Prince Abdulaziz bin Salman, Saudi Arabia’s new energy minister and a longtime member of the Saudi delegation to the Organization of Petroleum Exporting Countries, said the kingdom’s policy will not change and a global agreement to cut oil production by 1.2 million barrels a day will be maintained.
Brent rose 7 cents to $ 62.66 a barrel by 0840 GMT, while futures of the US West Texas Intermediate rose 15 cents, or 0.6%, to $ 58.17 a barrel.
Since July 31, US crude oil rose to its highest level as Brent hit its highest level since August 1.

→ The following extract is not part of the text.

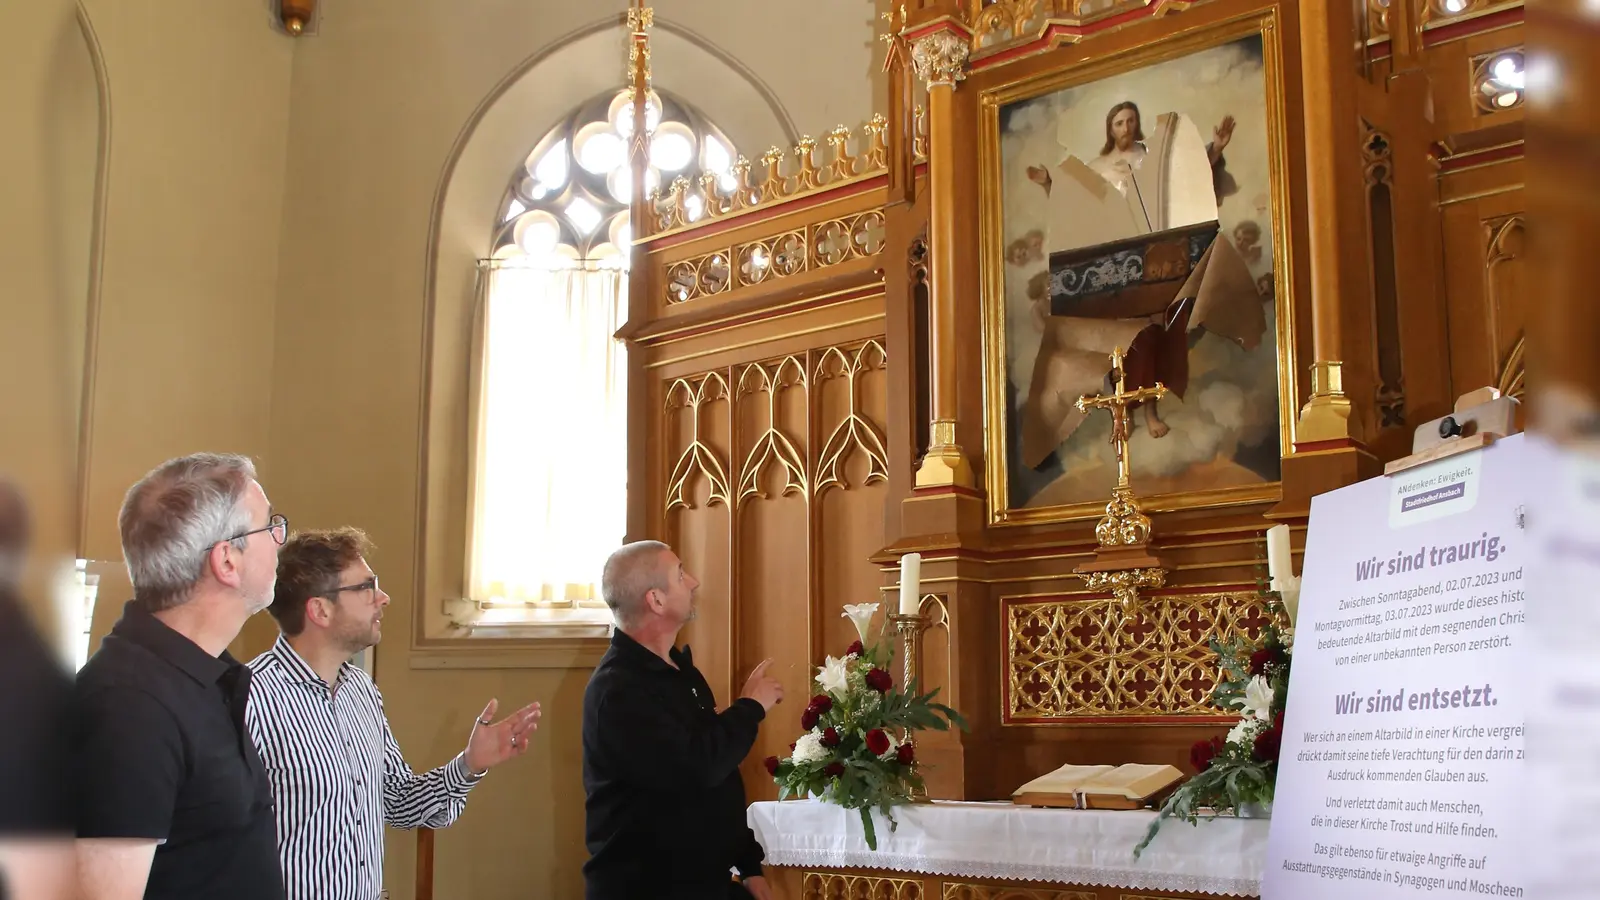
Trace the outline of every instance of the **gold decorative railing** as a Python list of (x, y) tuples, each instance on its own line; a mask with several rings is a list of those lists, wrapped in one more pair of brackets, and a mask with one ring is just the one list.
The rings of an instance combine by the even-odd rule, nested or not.
[(729, 244), (670, 263), (666, 301), (687, 303), (876, 256), (885, 239), (883, 212), (873, 209)]
[[(928, 117), (921, 107), (917, 108), (913, 121), (916, 158), (926, 159)], [(859, 134), (844, 125), (828, 132), (824, 137), (826, 148), (807, 135), (787, 154), (777, 147), (763, 153), (759, 169), (741, 156), (726, 174), (700, 172), (692, 178), (679, 176), (667, 185), (664, 193), (659, 189), (651, 192), (650, 203), (655, 216), (648, 223), (646, 234), (701, 226), (734, 213), (876, 176), (888, 166), (888, 128), (888, 119), (880, 113), (862, 126)], [(822, 153), (827, 157), (819, 161), (818, 155)], [(793, 160), (787, 170), (786, 159)], [(730, 178), (734, 184), (724, 189), (723, 182)], [(701, 290), (696, 296), (713, 292)]]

He added that the so-called OPEC + alliance, made up of OPEC and non-OPEC producers including Russia, would be in the long run.
“Clearly, the Kingdom wants higher oil prices … Prince Abdulaziz made it clear that ‘no radical change’ in Saudi politics is coming.”
“It will be interesting to see if we get any objection from him if the producer group in general and Saudi Arabia in particular sees the need for deeper cuts in production.”
On Thursday, the OPEC + Joint Ministerial Monitoring Committee, which reports on the compliance of the cuts, will meet in Abu Dhabi.
There were concerns about adherence to the manufacturers in the deal after OPEC members Iraq and Nigeria, among others, exceeded their quota in August and Russia also did not fully respect it.
Jeffrey Halley, senior market analyst at OANDA said that “Markets will have to see concrete progress on the production front, even as the world economy slows, to keep profits.”
If oil markets close higher on Tuesday, it will be the longest gain since late July, but backlogs remain due to US and Chinese trade tensions.
A preliminary Reuters survey showed that in the United States unprocessed stocks were likely to fall for a fourth consecutive week last week.
Executives at the annual Asia Pacific Petroleum Conference said Monday that they expect oil prices this year to be crushed by the uncertainties surrounding the global economy, the US-China trade war and rising US supplies.